En effet, le Président sénégalais, s’il annonce ne pas se présenter aux élections du 25 février, arguant avoir bonne mémoire de sa promesse sur ce fait, a clairement laissé entendre que les « auteurs des troubles » récents répondront de leurs actes. Macky Sall s’est dit déterminé à assumer avec « rigueur et fermeté » ses fonctions jusqu’à la fin de son mandat. Au nom de la protection de l’Etat, il s’est montré menaçant, martelant de veiller au respect des décisions de justice. Quand on sait lesquelles précisément, c’est dire que le Sénégal n’en a pas fini avec les incertitudes. Et les mots du Président sénégalais sont choisis. Pour lui, les contestations et tensions récentes sont l’œuvre des « fossoyeurs de la nation », de « populistes ». Leur objectif, croit-il savoir, est de plonger le Sénégal dans l’obscurantisme, la terreur ». « Crime organisé, destin funeste, arrêt du savoir (en faisant référence aux attaques contre des universités » ! Ces mots traduisent la lecture mélancolique que Macky Sall a de la situation qui pèse sur le pays.
Or, nous le savons tous, ce sur quoi ses détracteurs ont longuement surfé, c’est cette supposée candidature dont ils ne voulaient pas en entendre parler ? Alors, pourquoi attendre si longtemps pour faire taire ‘’les mauvaises langues’’ qui auraient poussé à incendier le pays ? La réponse de Macky Sall disant ne pas vouloir s’enfermer dans une injonction, préférant s’occuper du fonctionnement de l’Etat est peu convaincante. Car bien avant lui, Mahamadou Issoufou, fervent adepte de la limitation des mandats, a dans son pays le Niger fait taire les esprits malins qui ont voulu le flatter dès les premières heures. Ce dernier a d’ailleurs qualifié la décision de Macky Sall « d’une grande intelligence politique », quelques minutes après le discours de ce lundi.
Coupables ou coupable ?
Sans les nommer, Macky Sall s’est adressé surtout à ceux qui lui prêtaient l’intention de vouloir briguer un mandat de plus. Il a répété à deux reprises que la constitution sénégalaise révisée en 2016 l’en autorise. Alors pourquoi se refuse-t-il de jouir de ce droit constitutionnel ? « J’ai un code d’honneur et un sens de la responsabilité historique qui me commandent de préserver ma dignité et ma parole », répond-il.
Mais d’autres réponses sont à rechercher dans l’histoire du Sénégal, de son histoire contemporaine ; celle d’ailleurs qui a vu le Président Macky Sall succéder à Me Abdoulaye Wade. La grogne sociale, et son nom qui finirait inscrit au panthéon des vomis de la Teranga…(et certainement d’un continent qui, de plus en plus, ne semble plus vouloir des présidents à vie).

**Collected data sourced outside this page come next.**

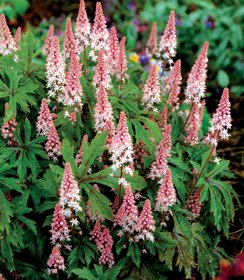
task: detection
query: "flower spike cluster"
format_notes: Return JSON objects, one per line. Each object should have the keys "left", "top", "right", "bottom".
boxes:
{"left": 93, "top": 50, "right": 111, "bottom": 89}
{"left": 116, "top": 37, "right": 129, "bottom": 82}
{"left": 184, "top": 100, "right": 205, "bottom": 145}
{"left": 90, "top": 2, "right": 109, "bottom": 59}
{"left": 45, "top": 124, "right": 61, "bottom": 162}
{"left": 14, "top": 27, "right": 22, "bottom": 47}
{"left": 43, "top": 25, "right": 54, "bottom": 55}
{"left": 94, "top": 85, "right": 115, "bottom": 144}
{"left": 135, "top": 199, "right": 155, "bottom": 242}
{"left": 75, "top": 134, "right": 88, "bottom": 165}
{"left": 75, "top": 0, "right": 91, "bottom": 54}
{"left": 47, "top": 245, "right": 65, "bottom": 274}
{"left": 110, "top": 112, "right": 134, "bottom": 174}
{"left": 108, "top": 26, "right": 119, "bottom": 74}
{"left": 146, "top": 22, "right": 157, "bottom": 56}
{"left": 142, "top": 64, "right": 161, "bottom": 111}
{"left": 186, "top": 187, "right": 203, "bottom": 218}
{"left": 63, "top": 18, "right": 78, "bottom": 58}
{"left": 114, "top": 185, "right": 138, "bottom": 235}
{"left": 148, "top": 123, "right": 171, "bottom": 180}
{"left": 1, "top": 118, "right": 17, "bottom": 146}
{"left": 46, "top": 36, "right": 66, "bottom": 102}
{"left": 204, "top": 88, "right": 231, "bottom": 147}
{"left": 36, "top": 98, "right": 53, "bottom": 137}
{"left": 50, "top": 203, "right": 70, "bottom": 245}
{"left": 158, "top": 11, "right": 176, "bottom": 65}
{"left": 59, "top": 163, "right": 82, "bottom": 218}
{"left": 0, "top": 14, "right": 17, "bottom": 55}
{"left": 63, "top": 51, "right": 83, "bottom": 109}
{"left": 184, "top": 42, "right": 209, "bottom": 107}
{"left": 155, "top": 168, "right": 176, "bottom": 212}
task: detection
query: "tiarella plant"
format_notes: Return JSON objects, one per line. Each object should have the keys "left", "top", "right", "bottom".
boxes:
{"left": 0, "top": 1, "right": 239, "bottom": 279}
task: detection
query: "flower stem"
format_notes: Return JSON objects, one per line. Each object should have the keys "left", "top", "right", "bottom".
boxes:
{"left": 187, "top": 144, "right": 215, "bottom": 199}
{"left": 181, "top": 103, "right": 194, "bottom": 132}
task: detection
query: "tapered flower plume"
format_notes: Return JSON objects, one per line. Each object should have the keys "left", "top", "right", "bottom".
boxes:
{"left": 184, "top": 42, "right": 208, "bottom": 107}
{"left": 160, "top": 107, "right": 169, "bottom": 129}
{"left": 186, "top": 187, "right": 202, "bottom": 218}
{"left": 155, "top": 168, "right": 176, "bottom": 212}
{"left": 0, "top": 14, "right": 17, "bottom": 55}
{"left": 94, "top": 85, "right": 115, "bottom": 144}
{"left": 158, "top": 11, "right": 176, "bottom": 64}
{"left": 109, "top": 26, "right": 119, "bottom": 74}
{"left": 75, "top": 134, "right": 88, "bottom": 165}
{"left": 98, "top": 228, "right": 114, "bottom": 268}
{"left": 93, "top": 50, "right": 111, "bottom": 89}
{"left": 36, "top": 98, "right": 53, "bottom": 136}
{"left": 148, "top": 124, "right": 171, "bottom": 179}
{"left": 63, "top": 51, "right": 83, "bottom": 108}
{"left": 59, "top": 163, "right": 82, "bottom": 218}
{"left": 1, "top": 118, "right": 17, "bottom": 146}
{"left": 45, "top": 124, "right": 61, "bottom": 162}
{"left": 43, "top": 25, "right": 54, "bottom": 55}
{"left": 89, "top": 220, "right": 102, "bottom": 244}
{"left": 14, "top": 27, "right": 22, "bottom": 47}
{"left": 185, "top": 100, "right": 205, "bottom": 145}
{"left": 50, "top": 203, "right": 70, "bottom": 245}
{"left": 63, "top": 18, "right": 78, "bottom": 58}
{"left": 163, "top": 59, "right": 181, "bottom": 93}
{"left": 142, "top": 64, "right": 161, "bottom": 111}
{"left": 116, "top": 37, "right": 128, "bottom": 82}
{"left": 47, "top": 245, "right": 65, "bottom": 274}
{"left": 166, "top": 61, "right": 182, "bottom": 110}
{"left": 114, "top": 185, "right": 138, "bottom": 234}
{"left": 90, "top": 2, "right": 109, "bottom": 58}
{"left": 46, "top": 36, "right": 66, "bottom": 101}
{"left": 135, "top": 199, "right": 155, "bottom": 242}
{"left": 110, "top": 112, "right": 134, "bottom": 174}
{"left": 75, "top": 0, "right": 91, "bottom": 54}
{"left": 146, "top": 22, "right": 157, "bottom": 56}
{"left": 204, "top": 88, "right": 231, "bottom": 146}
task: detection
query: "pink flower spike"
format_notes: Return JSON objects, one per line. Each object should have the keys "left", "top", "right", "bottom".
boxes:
{"left": 158, "top": 11, "right": 176, "bottom": 64}
{"left": 110, "top": 112, "right": 134, "bottom": 173}
{"left": 163, "top": 59, "right": 181, "bottom": 94}
{"left": 185, "top": 100, "right": 205, "bottom": 145}
{"left": 50, "top": 203, "right": 70, "bottom": 245}
{"left": 45, "top": 124, "right": 61, "bottom": 162}
{"left": 94, "top": 85, "right": 115, "bottom": 144}
{"left": 46, "top": 36, "right": 66, "bottom": 102}
{"left": 14, "top": 27, "right": 22, "bottom": 47}
{"left": 184, "top": 42, "right": 209, "bottom": 107}
{"left": 99, "top": 246, "right": 115, "bottom": 268}
{"left": 59, "top": 163, "right": 82, "bottom": 216}
{"left": 204, "top": 88, "right": 231, "bottom": 146}
{"left": 36, "top": 98, "right": 53, "bottom": 137}
{"left": 63, "top": 18, "right": 78, "bottom": 59}
{"left": 0, "top": 14, "right": 17, "bottom": 55}
{"left": 186, "top": 187, "right": 202, "bottom": 219}
{"left": 75, "top": 0, "right": 91, "bottom": 54}
{"left": 116, "top": 37, "right": 128, "bottom": 82}
{"left": 148, "top": 124, "right": 171, "bottom": 180}
{"left": 93, "top": 50, "right": 111, "bottom": 89}
{"left": 43, "top": 25, "right": 54, "bottom": 55}
{"left": 142, "top": 64, "right": 161, "bottom": 111}
{"left": 47, "top": 245, "right": 65, "bottom": 274}
{"left": 114, "top": 185, "right": 138, "bottom": 234}
{"left": 75, "top": 134, "right": 88, "bottom": 165}
{"left": 1, "top": 118, "right": 17, "bottom": 147}
{"left": 155, "top": 168, "right": 176, "bottom": 212}
{"left": 90, "top": 2, "right": 109, "bottom": 57}
{"left": 146, "top": 22, "right": 157, "bottom": 56}
{"left": 89, "top": 220, "right": 102, "bottom": 244}
{"left": 161, "top": 107, "right": 168, "bottom": 129}
{"left": 135, "top": 199, "right": 155, "bottom": 242}
{"left": 64, "top": 51, "right": 83, "bottom": 108}
{"left": 109, "top": 26, "right": 119, "bottom": 74}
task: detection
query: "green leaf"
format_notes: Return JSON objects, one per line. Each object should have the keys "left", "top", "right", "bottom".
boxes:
{"left": 124, "top": 172, "right": 147, "bottom": 191}
{"left": 72, "top": 268, "right": 96, "bottom": 280}
{"left": 85, "top": 184, "right": 113, "bottom": 221}
{"left": 17, "top": 216, "right": 37, "bottom": 235}
{"left": 217, "top": 70, "right": 229, "bottom": 88}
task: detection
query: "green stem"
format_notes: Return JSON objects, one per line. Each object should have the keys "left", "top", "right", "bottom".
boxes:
{"left": 181, "top": 103, "right": 194, "bottom": 133}
{"left": 187, "top": 145, "right": 215, "bottom": 199}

Une nouvelle candidature, il l’aurait bien voulu et en a certainement caressé le rêve. C’est bien pour cela qu’il a dû longuement réfléchir comme il le dit si bien lui-même. Au cas contraire, libérer au plus tôt sa parole aurait permis de ‘’couper l’herbe sous le pied’’ de ses pourfendeurs et d’économiser les vies perdues. Comme dans ces palais africains où les éclaireurs sont envoyés pour sonder, le sondage a été bien fait et à travers tous soutines les plus proches qui ont déclaré urbi et orbi que Macky Sall est leur candidat pour 2024. Eux aussi devraient répondre de leurs actes pour avoir surfé sur un sujet qui cristallisait les tensions et provoquait des étincelles dans le ciel sénégalais, au mépris du vivre ensemble que semble vigoureusement défendre leur mentor.
Un débat loin d’être clôturé
Aux lendemains de cette sortie du Président Macky Sall, on peut se demander quelle en sera la suite ? Tel un félin blessé, va-t-il faire payer, à tous les coups, ceux qui ont anticipé et provoqué le débat malgré lui et l’ont obligé à renoncer à ses ambitions soupçonnées ? Cela s’entend d’ailleurs dès les premières lignes de ce discours d’un Président profondément en colère qui tentait à peine de dissimuler sa rage.
En conclusion, le Sénégal a encore du chemin pour prouver qu’il garde son crédit de démocratie exemplaire que l’on veut brandir au monde. On pourra en reparler aux lendemains des élections de février 2024. Car, bien nous avons encore à l’esprit le récent scénario ivoirien; sans oublier que, pour le pays de la Teranga, les autres sujets de tension comme la garantie de participation aux prochaines élections pour tous les partis sont encore sur la table. Ces élections dont Macky Sall dit vouloir les résultats transparents et acceptés par tous. Ce n’est visiblement donc qu’une trêve!